Hehe. There is a french saying like "the world is small" (le monde est petit).
Yes, this page looks serious.
Current Matrix3r strain:

Δx/x₀ δx/y₀ δx/z₀
δy/x₀ Δy/y₀ δy/z₀
δz/x₀ δz/y₀ Δz/z₀

Ok, this is the usual gradient of displacement (alternatively, gradient of velocity if you replace δx by dx/dt - in answer to your last email - the same theories hold).
And this is really F - Id.
I think we can really decribe any transformation by a Matrix3, since we
always map box to a parallelepiped, i.e. 3 points to 3 points (9
coordinates, exactly number of elements of a 3x3 matrix): e.g.

I agree. Another way to explain why we "can" is we assume a homogeneous cell deformation and, therefore, a linear expression for disp. u(x,y,z).

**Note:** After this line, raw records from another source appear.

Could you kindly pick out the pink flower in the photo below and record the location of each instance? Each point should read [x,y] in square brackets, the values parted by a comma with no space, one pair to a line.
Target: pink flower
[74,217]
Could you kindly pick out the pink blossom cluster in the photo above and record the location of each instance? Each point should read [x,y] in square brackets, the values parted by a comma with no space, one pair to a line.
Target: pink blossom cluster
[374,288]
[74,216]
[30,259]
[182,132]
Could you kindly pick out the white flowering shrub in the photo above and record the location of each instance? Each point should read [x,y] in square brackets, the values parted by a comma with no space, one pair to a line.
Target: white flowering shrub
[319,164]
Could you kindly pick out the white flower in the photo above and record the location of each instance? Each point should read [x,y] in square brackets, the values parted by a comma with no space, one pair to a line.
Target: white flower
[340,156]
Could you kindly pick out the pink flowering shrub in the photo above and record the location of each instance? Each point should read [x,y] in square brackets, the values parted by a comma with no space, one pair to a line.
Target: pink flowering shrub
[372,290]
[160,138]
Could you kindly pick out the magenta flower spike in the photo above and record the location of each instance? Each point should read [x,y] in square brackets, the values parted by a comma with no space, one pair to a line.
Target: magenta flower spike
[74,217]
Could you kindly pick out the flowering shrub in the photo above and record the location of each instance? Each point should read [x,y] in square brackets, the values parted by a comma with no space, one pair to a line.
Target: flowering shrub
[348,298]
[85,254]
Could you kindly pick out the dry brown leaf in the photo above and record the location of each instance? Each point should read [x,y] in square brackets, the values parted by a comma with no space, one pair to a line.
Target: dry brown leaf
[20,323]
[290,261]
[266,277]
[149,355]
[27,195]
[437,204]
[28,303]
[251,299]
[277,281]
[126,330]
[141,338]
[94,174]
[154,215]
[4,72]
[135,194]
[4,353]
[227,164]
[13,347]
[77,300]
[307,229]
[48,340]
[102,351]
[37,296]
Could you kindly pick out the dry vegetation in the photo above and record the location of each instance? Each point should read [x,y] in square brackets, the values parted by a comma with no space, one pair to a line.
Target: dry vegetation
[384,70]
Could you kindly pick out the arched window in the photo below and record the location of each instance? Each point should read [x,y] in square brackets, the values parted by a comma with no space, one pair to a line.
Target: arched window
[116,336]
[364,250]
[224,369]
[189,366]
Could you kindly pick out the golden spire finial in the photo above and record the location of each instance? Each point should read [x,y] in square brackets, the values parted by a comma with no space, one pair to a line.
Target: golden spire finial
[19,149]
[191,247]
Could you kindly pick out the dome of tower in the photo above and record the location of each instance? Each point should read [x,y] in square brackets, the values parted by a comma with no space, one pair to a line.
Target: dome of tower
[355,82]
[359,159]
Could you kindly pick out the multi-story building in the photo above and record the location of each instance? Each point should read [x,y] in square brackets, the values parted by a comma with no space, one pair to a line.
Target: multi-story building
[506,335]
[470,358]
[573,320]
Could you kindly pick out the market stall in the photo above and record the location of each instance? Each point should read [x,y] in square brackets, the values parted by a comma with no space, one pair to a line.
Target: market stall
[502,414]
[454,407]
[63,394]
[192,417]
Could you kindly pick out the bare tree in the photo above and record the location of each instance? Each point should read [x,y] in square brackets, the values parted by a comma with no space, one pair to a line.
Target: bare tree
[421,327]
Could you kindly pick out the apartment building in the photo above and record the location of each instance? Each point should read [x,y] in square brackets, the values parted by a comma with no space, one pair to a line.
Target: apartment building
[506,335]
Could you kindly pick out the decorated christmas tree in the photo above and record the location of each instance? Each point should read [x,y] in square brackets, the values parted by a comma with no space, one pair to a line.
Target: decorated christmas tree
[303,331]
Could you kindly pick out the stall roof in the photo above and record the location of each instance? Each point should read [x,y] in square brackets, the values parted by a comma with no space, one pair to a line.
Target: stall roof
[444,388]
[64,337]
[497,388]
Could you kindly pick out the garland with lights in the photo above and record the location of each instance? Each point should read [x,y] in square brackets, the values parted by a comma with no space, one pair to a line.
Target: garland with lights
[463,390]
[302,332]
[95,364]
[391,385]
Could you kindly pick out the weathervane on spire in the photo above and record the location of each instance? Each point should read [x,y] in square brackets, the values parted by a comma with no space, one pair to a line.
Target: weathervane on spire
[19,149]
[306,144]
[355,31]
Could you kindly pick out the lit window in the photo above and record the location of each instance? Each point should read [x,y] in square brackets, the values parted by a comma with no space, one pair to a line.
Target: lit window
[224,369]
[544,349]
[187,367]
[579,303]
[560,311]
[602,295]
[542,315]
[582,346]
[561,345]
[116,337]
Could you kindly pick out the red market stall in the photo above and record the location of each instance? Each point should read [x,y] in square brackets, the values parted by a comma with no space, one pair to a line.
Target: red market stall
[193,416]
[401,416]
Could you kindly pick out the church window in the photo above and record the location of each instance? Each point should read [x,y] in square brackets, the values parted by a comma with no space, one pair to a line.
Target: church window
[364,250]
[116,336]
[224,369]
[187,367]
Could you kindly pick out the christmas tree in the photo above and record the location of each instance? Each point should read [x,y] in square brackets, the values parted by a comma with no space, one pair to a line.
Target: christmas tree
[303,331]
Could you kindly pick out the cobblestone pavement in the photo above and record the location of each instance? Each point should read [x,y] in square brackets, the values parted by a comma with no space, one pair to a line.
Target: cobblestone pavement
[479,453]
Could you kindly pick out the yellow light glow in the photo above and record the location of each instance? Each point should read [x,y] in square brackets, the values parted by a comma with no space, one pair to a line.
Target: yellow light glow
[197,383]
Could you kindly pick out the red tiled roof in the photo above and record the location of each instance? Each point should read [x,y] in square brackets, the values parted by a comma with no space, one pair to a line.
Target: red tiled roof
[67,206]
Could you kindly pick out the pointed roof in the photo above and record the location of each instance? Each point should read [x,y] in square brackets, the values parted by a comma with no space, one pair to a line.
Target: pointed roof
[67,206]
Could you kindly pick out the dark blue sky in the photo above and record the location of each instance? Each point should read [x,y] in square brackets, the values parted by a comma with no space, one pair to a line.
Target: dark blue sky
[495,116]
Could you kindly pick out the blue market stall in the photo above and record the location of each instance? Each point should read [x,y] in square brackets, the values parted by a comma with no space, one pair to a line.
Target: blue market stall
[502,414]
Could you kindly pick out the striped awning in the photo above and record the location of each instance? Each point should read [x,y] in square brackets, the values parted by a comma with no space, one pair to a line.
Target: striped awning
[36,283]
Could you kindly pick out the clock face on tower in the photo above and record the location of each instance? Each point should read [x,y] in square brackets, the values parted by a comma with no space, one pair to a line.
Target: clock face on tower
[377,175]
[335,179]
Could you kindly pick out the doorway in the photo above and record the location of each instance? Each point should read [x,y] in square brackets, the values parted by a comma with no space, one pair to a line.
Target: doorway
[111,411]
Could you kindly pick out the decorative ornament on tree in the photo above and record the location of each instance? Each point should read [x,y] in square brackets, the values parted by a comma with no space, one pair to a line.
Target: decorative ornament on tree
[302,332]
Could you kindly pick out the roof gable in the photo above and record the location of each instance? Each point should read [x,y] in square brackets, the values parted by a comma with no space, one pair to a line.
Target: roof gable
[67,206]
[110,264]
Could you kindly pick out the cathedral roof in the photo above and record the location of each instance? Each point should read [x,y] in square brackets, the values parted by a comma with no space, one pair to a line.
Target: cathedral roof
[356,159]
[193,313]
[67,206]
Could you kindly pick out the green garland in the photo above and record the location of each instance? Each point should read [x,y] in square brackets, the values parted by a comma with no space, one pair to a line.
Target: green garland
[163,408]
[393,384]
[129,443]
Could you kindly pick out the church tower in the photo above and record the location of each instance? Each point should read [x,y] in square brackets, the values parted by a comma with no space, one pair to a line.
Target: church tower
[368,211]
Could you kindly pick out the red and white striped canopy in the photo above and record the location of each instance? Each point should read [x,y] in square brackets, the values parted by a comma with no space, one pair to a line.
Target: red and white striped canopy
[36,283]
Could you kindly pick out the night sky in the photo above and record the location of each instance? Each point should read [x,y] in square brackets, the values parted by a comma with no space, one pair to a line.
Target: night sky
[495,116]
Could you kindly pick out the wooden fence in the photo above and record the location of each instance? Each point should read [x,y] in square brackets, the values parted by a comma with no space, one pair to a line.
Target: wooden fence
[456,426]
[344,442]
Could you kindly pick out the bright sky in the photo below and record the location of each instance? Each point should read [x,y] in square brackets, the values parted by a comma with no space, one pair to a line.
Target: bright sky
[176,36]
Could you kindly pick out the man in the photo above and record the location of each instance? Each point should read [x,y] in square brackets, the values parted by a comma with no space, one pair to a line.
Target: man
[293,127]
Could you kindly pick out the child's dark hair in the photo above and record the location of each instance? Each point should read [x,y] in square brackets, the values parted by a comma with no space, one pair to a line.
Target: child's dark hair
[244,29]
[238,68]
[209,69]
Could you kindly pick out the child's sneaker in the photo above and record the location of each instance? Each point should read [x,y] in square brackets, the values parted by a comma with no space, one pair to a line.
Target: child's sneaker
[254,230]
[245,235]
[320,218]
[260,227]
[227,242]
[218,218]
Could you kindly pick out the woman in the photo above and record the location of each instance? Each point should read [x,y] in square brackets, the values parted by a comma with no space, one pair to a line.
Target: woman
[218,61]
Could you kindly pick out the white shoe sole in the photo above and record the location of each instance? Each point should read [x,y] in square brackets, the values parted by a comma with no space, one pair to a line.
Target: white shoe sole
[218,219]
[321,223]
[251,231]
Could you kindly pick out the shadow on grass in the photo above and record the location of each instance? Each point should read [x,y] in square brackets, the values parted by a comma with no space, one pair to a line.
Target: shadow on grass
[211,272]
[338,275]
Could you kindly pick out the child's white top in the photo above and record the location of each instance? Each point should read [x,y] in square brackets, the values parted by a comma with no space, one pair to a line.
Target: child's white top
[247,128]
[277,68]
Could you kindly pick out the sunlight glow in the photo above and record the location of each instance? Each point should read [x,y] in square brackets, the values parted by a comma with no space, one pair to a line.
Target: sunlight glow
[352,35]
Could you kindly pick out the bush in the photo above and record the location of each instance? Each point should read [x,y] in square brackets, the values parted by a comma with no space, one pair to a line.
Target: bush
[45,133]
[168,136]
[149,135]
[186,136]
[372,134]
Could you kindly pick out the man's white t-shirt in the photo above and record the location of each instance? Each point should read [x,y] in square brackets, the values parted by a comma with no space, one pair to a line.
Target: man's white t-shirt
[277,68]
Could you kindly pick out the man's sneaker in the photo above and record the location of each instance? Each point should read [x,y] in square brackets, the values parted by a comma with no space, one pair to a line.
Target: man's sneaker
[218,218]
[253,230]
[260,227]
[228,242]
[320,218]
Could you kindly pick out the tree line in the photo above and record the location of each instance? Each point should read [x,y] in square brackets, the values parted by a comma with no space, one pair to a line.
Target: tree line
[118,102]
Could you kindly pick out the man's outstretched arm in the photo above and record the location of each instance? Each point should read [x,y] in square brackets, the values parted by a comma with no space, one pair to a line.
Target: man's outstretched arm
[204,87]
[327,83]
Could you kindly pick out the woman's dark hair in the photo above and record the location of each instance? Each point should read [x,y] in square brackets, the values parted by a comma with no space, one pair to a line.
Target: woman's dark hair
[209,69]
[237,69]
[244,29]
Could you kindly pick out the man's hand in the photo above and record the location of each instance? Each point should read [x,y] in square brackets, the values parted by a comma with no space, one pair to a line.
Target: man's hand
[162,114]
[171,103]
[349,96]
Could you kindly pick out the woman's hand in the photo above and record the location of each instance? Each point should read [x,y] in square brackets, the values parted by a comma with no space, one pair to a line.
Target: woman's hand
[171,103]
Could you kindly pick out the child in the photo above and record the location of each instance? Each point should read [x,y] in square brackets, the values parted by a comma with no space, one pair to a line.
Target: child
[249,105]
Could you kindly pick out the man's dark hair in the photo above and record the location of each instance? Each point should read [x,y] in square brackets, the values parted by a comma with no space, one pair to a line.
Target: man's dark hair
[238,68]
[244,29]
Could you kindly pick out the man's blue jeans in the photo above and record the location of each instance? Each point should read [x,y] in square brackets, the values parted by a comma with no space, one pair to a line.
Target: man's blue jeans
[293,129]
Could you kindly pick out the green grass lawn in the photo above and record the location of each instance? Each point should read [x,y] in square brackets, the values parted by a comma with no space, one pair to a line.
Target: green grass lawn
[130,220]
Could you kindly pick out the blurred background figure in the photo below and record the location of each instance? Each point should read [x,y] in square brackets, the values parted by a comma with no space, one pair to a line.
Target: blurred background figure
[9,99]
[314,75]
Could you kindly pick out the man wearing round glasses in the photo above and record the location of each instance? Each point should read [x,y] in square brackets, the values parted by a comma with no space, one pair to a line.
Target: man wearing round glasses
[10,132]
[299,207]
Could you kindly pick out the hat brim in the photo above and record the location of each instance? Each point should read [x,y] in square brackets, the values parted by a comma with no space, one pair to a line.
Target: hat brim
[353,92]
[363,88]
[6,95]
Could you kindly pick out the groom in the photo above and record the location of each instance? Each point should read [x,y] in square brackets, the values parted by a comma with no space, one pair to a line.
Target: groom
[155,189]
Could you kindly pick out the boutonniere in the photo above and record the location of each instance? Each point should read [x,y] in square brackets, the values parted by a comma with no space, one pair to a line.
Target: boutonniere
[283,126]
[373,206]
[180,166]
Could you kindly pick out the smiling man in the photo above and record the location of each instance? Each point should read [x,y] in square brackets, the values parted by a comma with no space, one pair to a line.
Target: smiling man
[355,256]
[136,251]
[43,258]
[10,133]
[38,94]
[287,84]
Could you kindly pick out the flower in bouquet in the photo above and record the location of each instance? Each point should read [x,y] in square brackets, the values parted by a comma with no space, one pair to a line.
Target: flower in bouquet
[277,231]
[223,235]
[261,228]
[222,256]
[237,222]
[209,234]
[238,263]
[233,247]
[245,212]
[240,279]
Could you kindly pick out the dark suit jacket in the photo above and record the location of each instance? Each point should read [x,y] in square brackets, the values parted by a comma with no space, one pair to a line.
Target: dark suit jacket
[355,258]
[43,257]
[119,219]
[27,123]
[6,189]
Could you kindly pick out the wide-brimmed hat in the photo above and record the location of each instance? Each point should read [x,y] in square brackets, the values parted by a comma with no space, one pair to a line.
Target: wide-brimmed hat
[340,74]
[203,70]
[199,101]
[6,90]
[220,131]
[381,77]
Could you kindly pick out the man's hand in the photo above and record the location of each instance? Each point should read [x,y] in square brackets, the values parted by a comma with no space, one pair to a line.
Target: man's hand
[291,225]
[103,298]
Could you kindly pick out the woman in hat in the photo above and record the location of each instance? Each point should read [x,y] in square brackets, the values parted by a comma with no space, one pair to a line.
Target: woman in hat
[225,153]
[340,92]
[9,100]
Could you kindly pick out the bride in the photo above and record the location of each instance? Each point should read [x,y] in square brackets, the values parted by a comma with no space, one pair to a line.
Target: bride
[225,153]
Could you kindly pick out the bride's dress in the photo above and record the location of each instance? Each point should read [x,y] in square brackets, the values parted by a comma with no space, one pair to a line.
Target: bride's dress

  0,y₀,0 → 0+y₀*εyx,y₀+y₀*εyy,0+z₀*εyz

(similar for x₀,0,0 and 0,0,z₀). (This is not bound to small strains in
any way, as far as I see). It seems then that Hsize is the product of

x₀,0,0 0,y₀,0 * strain
  0,0,z₀

right?

Yes for the product. The tricky part is defining "strain" is not straightforward, it is easier to consider it as a result of the integration. In order to keep a complex case in mind, you can imagine a rotational "strain" (in fact disp/vel gradient) with exy=-eyx=pi/100 rad/second. After 100 seconds, Hsize will be

0,y₀,0 -x₀,0,0 0,0,z₀

after 50 seconds it would be :

x₀/sqrt2,x₀/sqrt2,0 -y₀/sqrt2,y₀/sqrt2,0 0,0,z₀

If the code can handle this, then we can consider it general enough IMHO. The diagonal multiplication cannot do that probably.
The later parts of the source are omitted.